The living Earth is tough on scales it is hard to credit. Life has watched continents crash together and tear themselves apart; skies glowing like bright coals; tropical seas frozen into stillness: it has endured. Slaked in radiation from nearby supernovae, pummeled by asteroids, it has barely faltered and never stopped. Our civilization may be — is — out of balance with its environment; current human ways of life are frighteningly precarious. But to read the fragility of our way of life onto life itself is foolish.The point of this article is staringly obvious to me, as a scientist, but I suspect it would be news to many people on the street. I wonder if there's enough cultural space to present this kind of argument. Because, like the author, I think it needs to be made.
In some sense, all misunderstanding is bad. Some misunderstandings are more consequential than others, but as a scientist I am committed to caring about understanding apart from consequence (although, not independent of it). Yet this very day, in an informed discussion of nuclear disarmament, I read a throwaway reference to the arsenals of America and Russia — incomparably larger than those of other nations — as being large enough to destroy the planet. This kind of talk may be time-honoured, and it may have some poetic or mythical grounding, but as a literal statement it is the purest nonsense. Do these people really want me to bore them with a description of what it would take to destroy life on earth, let alone the planet itself, in any meaningful sense?
Public discussion is becoming much better-informed on environmental issues and mechanisms: talk that used to be restricted to scientists and their groupies, in the Seventies and Eighties, has long gone mainstream. So aren't we in a position to call “Time” on the most lurid kind of disaster-talk?
5 comments:
Very interesting - thanks for the link. Anyone would think you read the NYT in preference to Australian papers.
What struck me about the article is how necessarily anthropocentric ecological thinking is. When we speak of "the environment", we mean our environment, as we have come to know it and as it is more or less friendly for us and for animals like us. The attempt to escape from or deny this, among at least some environmentalists, seems to me to be futile.
On further reflection, this is the sort of point that Mary Midgley is usually very good at making, but I am not aware of anywhere she has done so. Are you?

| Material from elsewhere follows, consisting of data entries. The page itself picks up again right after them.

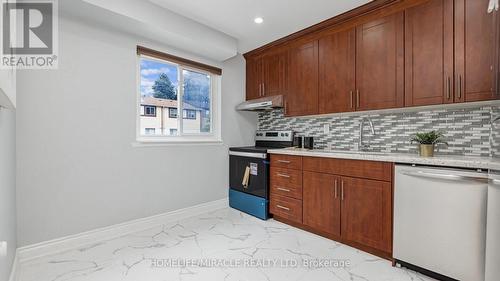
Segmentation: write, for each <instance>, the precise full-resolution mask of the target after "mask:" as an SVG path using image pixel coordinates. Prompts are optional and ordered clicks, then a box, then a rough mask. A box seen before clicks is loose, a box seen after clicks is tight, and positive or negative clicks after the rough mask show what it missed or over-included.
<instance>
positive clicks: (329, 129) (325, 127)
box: [323, 124, 330, 134]
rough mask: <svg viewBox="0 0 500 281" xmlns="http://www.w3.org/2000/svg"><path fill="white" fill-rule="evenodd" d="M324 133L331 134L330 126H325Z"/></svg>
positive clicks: (323, 125) (325, 124) (324, 128)
mask: <svg viewBox="0 0 500 281" xmlns="http://www.w3.org/2000/svg"><path fill="white" fill-rule="evenodd" d="M323 132H324V133H325V134H328V133H330V124H325V125H323Z"/></svg>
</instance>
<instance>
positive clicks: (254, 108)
mask: <svg viewBox="0 0 500 281" xmlns="http://www.w3.org/2000/svg"><path fill="white" fill-rule="evenodd" d="M282 107H283V96H281V95H279V96H272V97H265V98H260V99H255V100H250V101H246V102H244V103H240V104H239V105H238V106H236V110H239V111H267V110H273V109H276V108H282Z"/></svg>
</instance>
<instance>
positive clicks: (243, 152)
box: [229, 151, 267, 159]
mask: <svg viewBox="0 0 500 281" xmlns="http://www.w3.org/2000/svg"><path fill="white" fill-rule="evenodd" d="M229 156H240V157H249V158H259V159H267V153H255V152H240V151H229Z"/></svg>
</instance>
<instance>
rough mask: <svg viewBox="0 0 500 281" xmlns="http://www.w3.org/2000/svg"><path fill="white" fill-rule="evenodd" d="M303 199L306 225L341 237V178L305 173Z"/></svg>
mask: <svg viewBox="0 0 500 281" xmlns="http://www.w3.org/2000/svg"><path fill="white" fill-rule="evenodd" d="M302 198H303V199H302V200H303V201H302V202H303V222H304V224H305V225H307V226H310V227H312V228H314V229H317V230H320V231H323V232H326V233H330V234H334V235H337V236H340V178H339V177H336V176H332V175H328V174H319V173H313V172H304V174H303V197H302Z"/></svg>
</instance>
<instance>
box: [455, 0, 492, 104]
mask: <svg viewBox="0 0 500 281" xmlns="http://www.w3.org/2000/svg"><path fill="white" fill-rule="evenodd" d="M488 3H489V0H473V1H470V0H456V1H455V67H456V69H455V85H456V89H455V102H470V101H481V100H490V99H494V98H495V97H496V95H495V86H496V85H495V83H496V81H495V80H496V73H495V59H496V52H497V49H496V48H498V45H497V42H496V40H495V36H496V35H495V24H496V16H497V13H491V14H488V13H487V7H488Z"/></svg>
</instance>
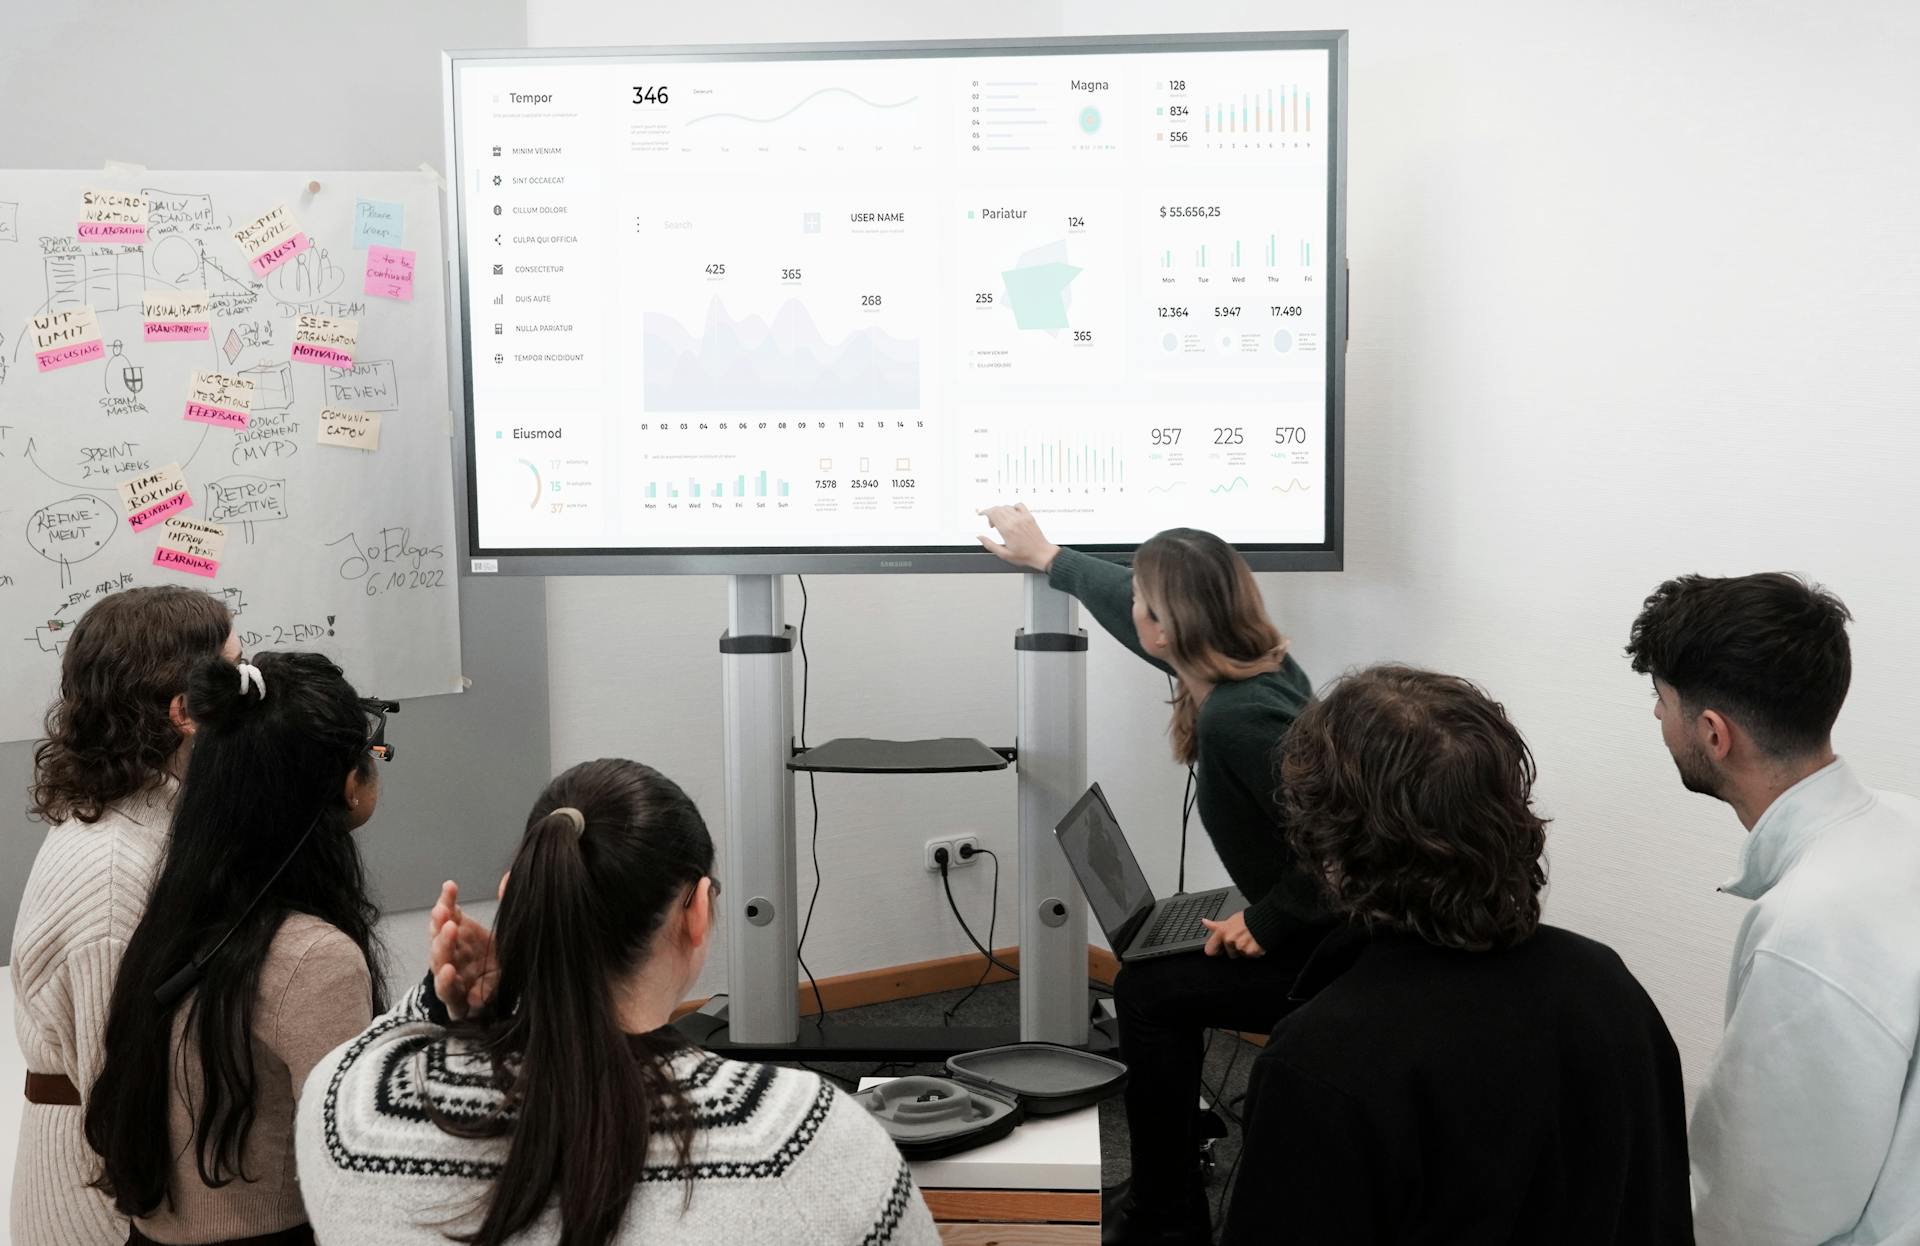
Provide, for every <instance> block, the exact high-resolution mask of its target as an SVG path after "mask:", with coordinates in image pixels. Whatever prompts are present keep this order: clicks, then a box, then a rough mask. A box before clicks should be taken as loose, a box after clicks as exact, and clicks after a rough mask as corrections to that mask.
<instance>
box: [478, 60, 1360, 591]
mask: <svg viewBox="0 0 1920 1246" xmlns="http://www.w3.org/2000/svg"><path fill="white" fill-rule="evenodd" d="M1183 50H1185V52H1263V50H1286V52H1300V50H1323V52H1327V54H1329V58H1327V73H1329V83H1327V86H1329V90H1327V98H1329V106H1327V134H1329V136H1331V138H1332V144H1331V156H1329V159H1331V165H1329V177H1327V242H1325V246H1327V257H1329V263H1327V275H1329V280H1327V321H1325V323H1327V347H1325V349H1327V526H1325V539H1323V541H1317V543H1250V545H1236V549H1238V551H1240V553H1242V555H1244V557H1246V561H1248V564H1250V566H1252V568H1254V570H1340V568H1342V564H1344V555H1346V524H1344V520H1346V340H1348V265H1346V129H1348V123H1346V31H1298V33H1277V31H1263V33H1244V35H1108V36H1062V38H1004V40H906V42H820V44H703V46H664V48H501V50H476V52H444V54H442V108H444V121H445V125H444V132H445V144H447V148H445V161H447V196H445V230H447V238H449V240H451V246H449V248H447V255H449V259H447V292H449V298H447V342H449V344H455V346H453V351H451V357H449V361H447V363H449V388H451V392H455V394H459V397H461V411H459V415H457V417H455V419H453V420H451V424H453V451H455V470H453V490H455V499H457V505H459V511H461V518H463V520H465V522H461V524H459V543H461V559H459V566H461V574H505V576H659V574H666V576H726V574H833V572H841V574H876V572H877V574H885V572H912V574H918V572H996V570H1012V568H1010V566H1008V564H1006V563H1002V561H1000V559H996V557H995V555H991V553H987V551H985V549H979V547H958V545H933V547H916V545H870V547H841V545H791V547H741V549H714V547H645V549H643V551H641V549H605V547H601V549H591V547H545V549H528V547H507V549H499V547H484V545H480V541H478V538H480V515H478V511H476V499H474V491H476V488H474V486H476V447H474V438H472V420H474V399H472V349H470V340H468V330H470V315H468V307H467V282H465V275H467V230H465V211H463V188H465V184H467V169H465V167H463V163H461V152H463V142H461V111H459V106H461V71H463V69H468V67H492V65H511V63H524V61H563V63H568V61H570V63H582V65H589V63H591V65H601V63H622V61H637V60H647V61H684V63H701V61H766V60H893V58H910V56H943V58H947V56H954V58H964V56H1062V54H1116V52H1121V54H1123V52H1183ZM1077 549H1085V551H1087V553H1094V555H1121V557H1125V555H1131V553H1133V551H1135V549H1137V545H1077Z"/></svg>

“Anyone would think you read the NYT in preference to Australian papers.”
Let's just say that I read the NYT and Australian papers in proportion to the quality of their articles.

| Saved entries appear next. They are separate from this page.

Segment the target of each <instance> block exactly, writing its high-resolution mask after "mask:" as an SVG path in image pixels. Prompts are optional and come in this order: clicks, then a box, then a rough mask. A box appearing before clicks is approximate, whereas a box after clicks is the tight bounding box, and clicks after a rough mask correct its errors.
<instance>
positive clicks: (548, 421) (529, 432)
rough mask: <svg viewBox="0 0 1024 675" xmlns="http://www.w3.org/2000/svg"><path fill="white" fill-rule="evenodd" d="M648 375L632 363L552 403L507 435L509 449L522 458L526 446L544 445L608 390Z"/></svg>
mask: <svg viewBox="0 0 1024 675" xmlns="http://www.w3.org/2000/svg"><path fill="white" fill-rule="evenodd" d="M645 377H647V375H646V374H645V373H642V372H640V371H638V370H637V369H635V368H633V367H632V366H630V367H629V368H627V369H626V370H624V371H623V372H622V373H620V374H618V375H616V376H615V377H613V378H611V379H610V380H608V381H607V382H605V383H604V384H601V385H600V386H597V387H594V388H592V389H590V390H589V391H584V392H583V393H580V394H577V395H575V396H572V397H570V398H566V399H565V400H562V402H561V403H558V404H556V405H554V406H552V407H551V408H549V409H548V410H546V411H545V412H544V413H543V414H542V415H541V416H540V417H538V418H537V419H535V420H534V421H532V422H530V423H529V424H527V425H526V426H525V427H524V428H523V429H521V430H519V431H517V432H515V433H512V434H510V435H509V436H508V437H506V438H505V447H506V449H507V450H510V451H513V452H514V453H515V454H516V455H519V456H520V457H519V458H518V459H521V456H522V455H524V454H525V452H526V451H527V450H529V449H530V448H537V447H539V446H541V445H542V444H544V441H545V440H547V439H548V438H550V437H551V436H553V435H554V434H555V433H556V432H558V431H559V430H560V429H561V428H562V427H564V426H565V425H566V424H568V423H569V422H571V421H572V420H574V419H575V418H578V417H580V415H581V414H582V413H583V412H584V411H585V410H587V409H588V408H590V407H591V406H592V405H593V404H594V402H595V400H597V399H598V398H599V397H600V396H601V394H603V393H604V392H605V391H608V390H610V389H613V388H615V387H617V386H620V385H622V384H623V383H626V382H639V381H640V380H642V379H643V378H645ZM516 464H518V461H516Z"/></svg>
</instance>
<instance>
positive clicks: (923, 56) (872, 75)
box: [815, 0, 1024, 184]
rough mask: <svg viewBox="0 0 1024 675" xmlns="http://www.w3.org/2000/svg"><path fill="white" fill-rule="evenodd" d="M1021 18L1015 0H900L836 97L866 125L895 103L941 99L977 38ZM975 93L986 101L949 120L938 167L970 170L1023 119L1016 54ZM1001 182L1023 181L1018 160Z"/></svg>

As for Midgley: I find her very frustrating on environmental issues.
That attempts at permanent or wholesale escape from the human condition (or the human situation) are futile --- and, she would say, crazed --- is indeed a stock Midglean idea. (I agree entirely about ecological thought, BTW.) And she has a good line in criticism of drama-driven thinking: man against nature and so on.
But as to positive points, she mostly restricts herself to her bee-in-the-bonnet of advancing Lovelock's Gaia idea, and being snooty with its critics. Scientists do get intemperate with teleological “hypotheses”; and also with ideas that are either simply category mistakes (the planet as an organism) or metaphorical, for which “this is a proper theory and it makes predictions” claims are made. She criticises that irritation in the same tone she uses againt Spencerian evolution, or technological hubris; it's not at all clear they're comparable. And given her war against Dawkins' “selfish gene” talk, and other inconsistently applied metaphors, I don't see how she justifies it to herself.

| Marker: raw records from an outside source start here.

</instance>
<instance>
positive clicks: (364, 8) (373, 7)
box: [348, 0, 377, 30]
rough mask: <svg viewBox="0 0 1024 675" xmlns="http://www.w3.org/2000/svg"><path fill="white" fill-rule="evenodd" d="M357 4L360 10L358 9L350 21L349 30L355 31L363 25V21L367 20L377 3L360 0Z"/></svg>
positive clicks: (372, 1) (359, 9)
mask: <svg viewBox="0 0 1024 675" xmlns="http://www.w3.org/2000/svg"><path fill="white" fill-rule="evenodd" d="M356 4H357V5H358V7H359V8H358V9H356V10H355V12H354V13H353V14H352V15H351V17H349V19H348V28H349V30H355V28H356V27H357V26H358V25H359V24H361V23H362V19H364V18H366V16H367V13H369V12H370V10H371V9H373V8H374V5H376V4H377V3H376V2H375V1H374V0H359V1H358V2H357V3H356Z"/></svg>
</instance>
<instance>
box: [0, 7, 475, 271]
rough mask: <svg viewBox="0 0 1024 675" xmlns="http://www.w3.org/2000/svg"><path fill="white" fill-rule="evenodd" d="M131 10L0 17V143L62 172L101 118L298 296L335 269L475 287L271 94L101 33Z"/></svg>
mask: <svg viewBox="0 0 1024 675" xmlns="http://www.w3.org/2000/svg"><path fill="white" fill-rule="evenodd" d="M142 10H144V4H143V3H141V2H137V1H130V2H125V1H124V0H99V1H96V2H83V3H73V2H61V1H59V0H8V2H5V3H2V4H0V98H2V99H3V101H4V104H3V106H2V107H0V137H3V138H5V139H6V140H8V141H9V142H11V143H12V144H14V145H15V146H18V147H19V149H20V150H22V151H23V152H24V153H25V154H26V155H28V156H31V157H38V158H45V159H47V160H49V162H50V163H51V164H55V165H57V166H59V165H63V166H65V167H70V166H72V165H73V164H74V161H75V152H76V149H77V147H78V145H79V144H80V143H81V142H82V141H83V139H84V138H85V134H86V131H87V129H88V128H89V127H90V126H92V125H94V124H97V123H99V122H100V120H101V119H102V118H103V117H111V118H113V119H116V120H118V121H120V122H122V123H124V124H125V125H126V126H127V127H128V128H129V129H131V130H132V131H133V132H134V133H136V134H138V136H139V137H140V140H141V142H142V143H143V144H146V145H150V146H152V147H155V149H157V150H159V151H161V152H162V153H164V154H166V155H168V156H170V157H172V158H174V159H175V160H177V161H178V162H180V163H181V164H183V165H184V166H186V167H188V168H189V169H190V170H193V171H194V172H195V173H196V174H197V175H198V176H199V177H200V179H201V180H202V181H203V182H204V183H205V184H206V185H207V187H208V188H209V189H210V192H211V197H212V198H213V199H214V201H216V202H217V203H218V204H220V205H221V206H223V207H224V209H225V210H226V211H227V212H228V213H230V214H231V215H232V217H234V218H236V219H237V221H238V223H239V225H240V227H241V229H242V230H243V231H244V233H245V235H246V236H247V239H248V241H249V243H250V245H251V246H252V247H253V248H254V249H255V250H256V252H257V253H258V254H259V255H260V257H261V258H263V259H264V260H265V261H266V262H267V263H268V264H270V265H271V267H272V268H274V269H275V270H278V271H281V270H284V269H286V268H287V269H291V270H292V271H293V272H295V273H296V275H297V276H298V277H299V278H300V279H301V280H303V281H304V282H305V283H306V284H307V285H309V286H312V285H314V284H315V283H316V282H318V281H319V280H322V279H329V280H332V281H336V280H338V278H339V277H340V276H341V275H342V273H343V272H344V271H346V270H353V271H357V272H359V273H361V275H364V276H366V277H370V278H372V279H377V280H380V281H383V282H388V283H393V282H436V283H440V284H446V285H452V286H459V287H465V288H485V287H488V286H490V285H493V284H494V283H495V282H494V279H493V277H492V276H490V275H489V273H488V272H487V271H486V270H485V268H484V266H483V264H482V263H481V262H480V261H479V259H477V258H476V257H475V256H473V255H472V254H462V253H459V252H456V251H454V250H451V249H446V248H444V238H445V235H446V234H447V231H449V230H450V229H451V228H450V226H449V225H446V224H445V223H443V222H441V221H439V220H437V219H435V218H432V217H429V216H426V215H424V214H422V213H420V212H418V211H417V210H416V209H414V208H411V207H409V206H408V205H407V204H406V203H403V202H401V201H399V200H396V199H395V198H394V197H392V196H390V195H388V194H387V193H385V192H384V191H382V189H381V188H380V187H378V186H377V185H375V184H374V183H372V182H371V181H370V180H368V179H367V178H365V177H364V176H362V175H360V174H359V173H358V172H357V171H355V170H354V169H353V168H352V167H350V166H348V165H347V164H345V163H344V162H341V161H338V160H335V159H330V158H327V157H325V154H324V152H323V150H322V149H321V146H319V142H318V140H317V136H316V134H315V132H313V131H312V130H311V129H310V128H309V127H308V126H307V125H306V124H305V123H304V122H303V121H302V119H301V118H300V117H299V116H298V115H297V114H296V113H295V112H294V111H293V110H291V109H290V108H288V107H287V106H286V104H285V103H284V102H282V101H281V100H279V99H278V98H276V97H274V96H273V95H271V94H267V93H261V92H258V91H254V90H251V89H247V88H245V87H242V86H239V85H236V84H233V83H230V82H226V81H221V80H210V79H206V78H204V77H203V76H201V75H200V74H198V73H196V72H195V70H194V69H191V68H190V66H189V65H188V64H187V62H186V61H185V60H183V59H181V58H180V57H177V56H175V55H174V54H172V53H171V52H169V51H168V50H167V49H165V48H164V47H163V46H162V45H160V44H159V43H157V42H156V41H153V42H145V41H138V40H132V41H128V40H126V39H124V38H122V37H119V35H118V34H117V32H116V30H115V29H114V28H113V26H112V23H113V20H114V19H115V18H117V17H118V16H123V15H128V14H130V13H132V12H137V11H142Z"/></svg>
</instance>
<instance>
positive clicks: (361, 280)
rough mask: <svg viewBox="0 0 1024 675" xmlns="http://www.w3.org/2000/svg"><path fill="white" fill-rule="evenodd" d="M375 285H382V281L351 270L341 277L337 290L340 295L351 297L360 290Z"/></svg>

Hmm. Does my disappointment show up in my tone?
Her enthusiasm for "the Gaia hypothesis" has always struck me as a bit contrarian, for the reasons you mention. It is disappointing and it does reduce the force of her critique of sloppy thinking re evolution.
Yes, I totally agree. I also think that the eradication of even all human life would probably be more difficult than is sometime suggested, however, this doesn't mean that we are immune from massive catastrophes involving the end of our civilisation and the deaths of billions.
So I think that there are actually multiple steps of greater precision possible and necessary in our discussion of the deleterious effects of particular patterns of human action.
First: destruction of the planet itself. Very, very difficult.
Second: destruction of all life. Very difficult.
Third: destruction of all human life. Difficult.
Fourth: destruction of our civiilisation. Possible.
Fifth: destruction of the present mode of our society (liberalism/globalisation/capitalism). Likely and probably overdue.
Thanks for visiting, Byron. My comments are in the thread at your blog.